Faut-il continuer à faire du tourisme lointain, alors même que le réchauffement climatique s’accélère ? Le tourisme est une activité récente (moins d’une centaine d’années, et seulement une cinquantaine pour sa massification) de pur loisir. C’est loin d’être une activité essentielle (sauf pour les régions qui en ont fait une mono industrie). Elle nécessite de prendre des transports (notamment l’avion) et par sa massification, dans certains endroits, peut avoir des effets sur les sociétés ou les espaces naturels locaux.

Bali en est un exemple caricatural. Le déplacement ne peut guère se faire qu’en avion (vu que c’est une île) avec de très longues heures de vol depuis l’Europe ou les États-Unis. Les paysages sont absolument magnifiques, et on pourrait les croire faits spécialement pour y faire des selfies instagrammables. En revanche, c’est aussi une usine à touriste assez sordide, qui exploite une population locale qui vit dans la misère. Le choc entre les deux faces de la médaille peut être assez violent et déstabilisant.

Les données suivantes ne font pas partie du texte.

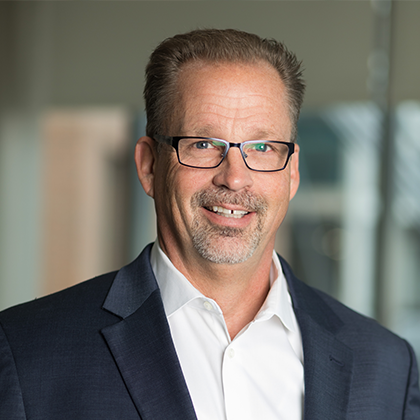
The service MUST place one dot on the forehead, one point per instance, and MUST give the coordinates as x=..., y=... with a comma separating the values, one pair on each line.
x=232, y=98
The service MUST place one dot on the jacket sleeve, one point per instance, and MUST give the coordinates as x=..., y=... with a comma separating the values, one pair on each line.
x=412, y=401
x=11, y=402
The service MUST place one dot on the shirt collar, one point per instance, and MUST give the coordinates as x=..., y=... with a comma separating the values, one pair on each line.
x=177, y=291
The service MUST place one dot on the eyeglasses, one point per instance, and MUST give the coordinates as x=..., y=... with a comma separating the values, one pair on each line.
x=208, y=153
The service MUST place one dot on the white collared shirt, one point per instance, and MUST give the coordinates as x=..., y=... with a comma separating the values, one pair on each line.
x=258, y=374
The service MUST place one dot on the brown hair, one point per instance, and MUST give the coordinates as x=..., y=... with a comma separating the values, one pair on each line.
x=214, y=45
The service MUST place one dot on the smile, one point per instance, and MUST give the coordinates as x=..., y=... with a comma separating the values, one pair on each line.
x=237, y=214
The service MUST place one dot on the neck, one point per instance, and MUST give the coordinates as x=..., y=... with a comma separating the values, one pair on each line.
x=239, y=289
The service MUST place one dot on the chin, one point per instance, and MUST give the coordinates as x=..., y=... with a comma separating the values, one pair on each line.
x=225, y=250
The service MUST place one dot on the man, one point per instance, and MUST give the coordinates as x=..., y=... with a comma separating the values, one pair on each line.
x=208, y=323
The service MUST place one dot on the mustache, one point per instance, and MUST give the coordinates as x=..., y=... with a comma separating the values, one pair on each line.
x=249, y=201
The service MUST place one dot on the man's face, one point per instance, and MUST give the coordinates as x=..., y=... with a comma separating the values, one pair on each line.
x=234, y=102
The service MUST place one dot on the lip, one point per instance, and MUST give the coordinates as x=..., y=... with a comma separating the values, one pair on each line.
x=229, y=221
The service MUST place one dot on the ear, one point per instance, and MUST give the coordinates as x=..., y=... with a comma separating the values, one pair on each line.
x=145, y=158
x=294, y=172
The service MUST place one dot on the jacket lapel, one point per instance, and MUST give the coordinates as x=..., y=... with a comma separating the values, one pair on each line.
x=328, y=361
x=142, y=346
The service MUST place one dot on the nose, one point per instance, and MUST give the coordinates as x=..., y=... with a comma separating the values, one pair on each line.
x=233, y=173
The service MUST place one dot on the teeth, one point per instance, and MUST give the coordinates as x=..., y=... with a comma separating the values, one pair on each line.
x=229, y=213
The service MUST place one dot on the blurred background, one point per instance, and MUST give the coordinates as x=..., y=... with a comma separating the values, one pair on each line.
x=71, y=110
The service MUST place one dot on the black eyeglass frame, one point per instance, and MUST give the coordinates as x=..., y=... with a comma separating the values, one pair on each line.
x=174, y=142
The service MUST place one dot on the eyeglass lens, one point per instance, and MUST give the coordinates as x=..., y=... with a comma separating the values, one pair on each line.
x=259, y=154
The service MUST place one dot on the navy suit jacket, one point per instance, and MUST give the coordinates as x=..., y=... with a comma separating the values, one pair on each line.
x=103, y=350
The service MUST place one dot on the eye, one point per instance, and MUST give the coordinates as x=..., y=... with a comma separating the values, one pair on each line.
x=260, y=147
x=203, y=144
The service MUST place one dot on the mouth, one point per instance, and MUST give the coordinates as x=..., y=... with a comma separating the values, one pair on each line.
x=221, y=211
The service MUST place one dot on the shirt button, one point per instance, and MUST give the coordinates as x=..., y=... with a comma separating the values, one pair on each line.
x=208, y=305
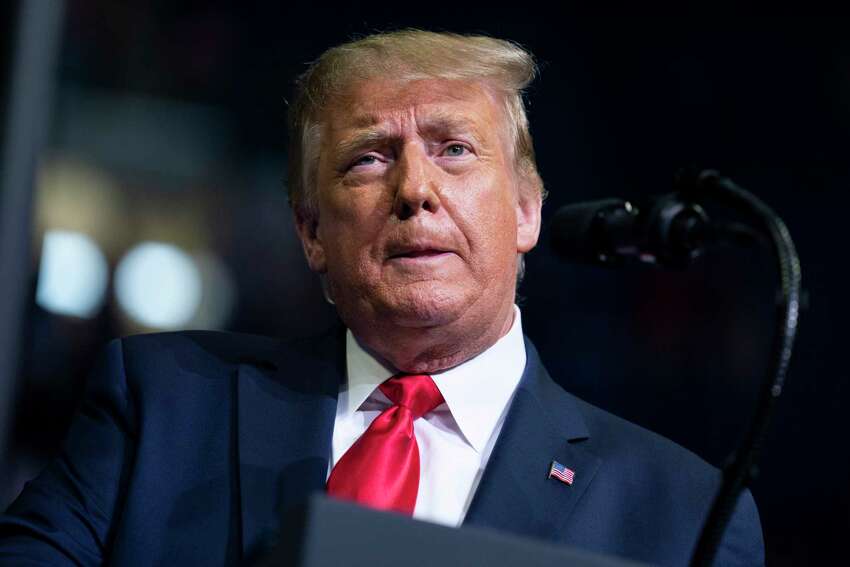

Il est clair, à mes yeux, que les efforts de lutte contre le réchauffement climatique doivent passer par un recul, voire une renonciation à ce genre d’activité (pareil pour le ski). Le tourisme « écolo » que nous vantent certains magazines n’est qu’un alibi pour donner bonne conscience, et continuer à pousser à la consommation. Car derrière, il y a des enjeux économiques, une industrie prospère, donc des gens qui ont intérêt à ce qu’on continue à dépenser de l’argent dans des voyages et séjours exotiques. Le réchauffement climatique n’est pas nécessairement une mauvaise affaire pour cette industrie, car elle permet de facturer davantage (la bonne conscience a un coût) et modifiant un peu les produits, pour en gommer les aspects scandaleux les plus visibles. Mais il faut, coûte que coûte, continuer à consommer et à croitre.

J’ai un peu de mal à concilier cela avec les messages d’urgence qui nous sont envoyés en permanence, avec des articles qui nous répètent tous les deux jours qu’on a encore battu un record de chaleur. On vit une sorte de schizophrénie, entre cette panique climatique d’un coté, et cet encouragement à ne rien changer, ou seulement à la marge, pour ne pas se priver. Je vois mal comment on va arriver à tenir cette équation dans les années à venir. Ou alors, on sera bien obligé de changer quand un certains nombres de destinations ne seront plus fréquentables, pour cause d’insécurité, de guerre, de sécheresse. Mais ce ne sera pas un choix de notre part, et les flux ne feront que se déporter vers d’autres destinations, plus proches et plus en sécurité.

Il serait peut-être temps que ceux qui entretiennent la panique climatique se lancent aussi dans les propositions de pistes pour une action qui soit à la hauteur des efforts qu’ils estiment nécessaires. Cela passe notamment par proposer une vision renouvelée de ce qui est « désirable » et de ce à quoi il faut « renoncer ». Bref, qu’ils assument leur position décroissante, car j’ai parfois l’impression que ce sont les mêmes qui nous mettent la pression sur « l’inaction climatique » tout en allant passer une semaine à Bali ou aux Maldives. Mais comme ils trient leurs déchets, ça passe. En fait, non, ça ne passera pas…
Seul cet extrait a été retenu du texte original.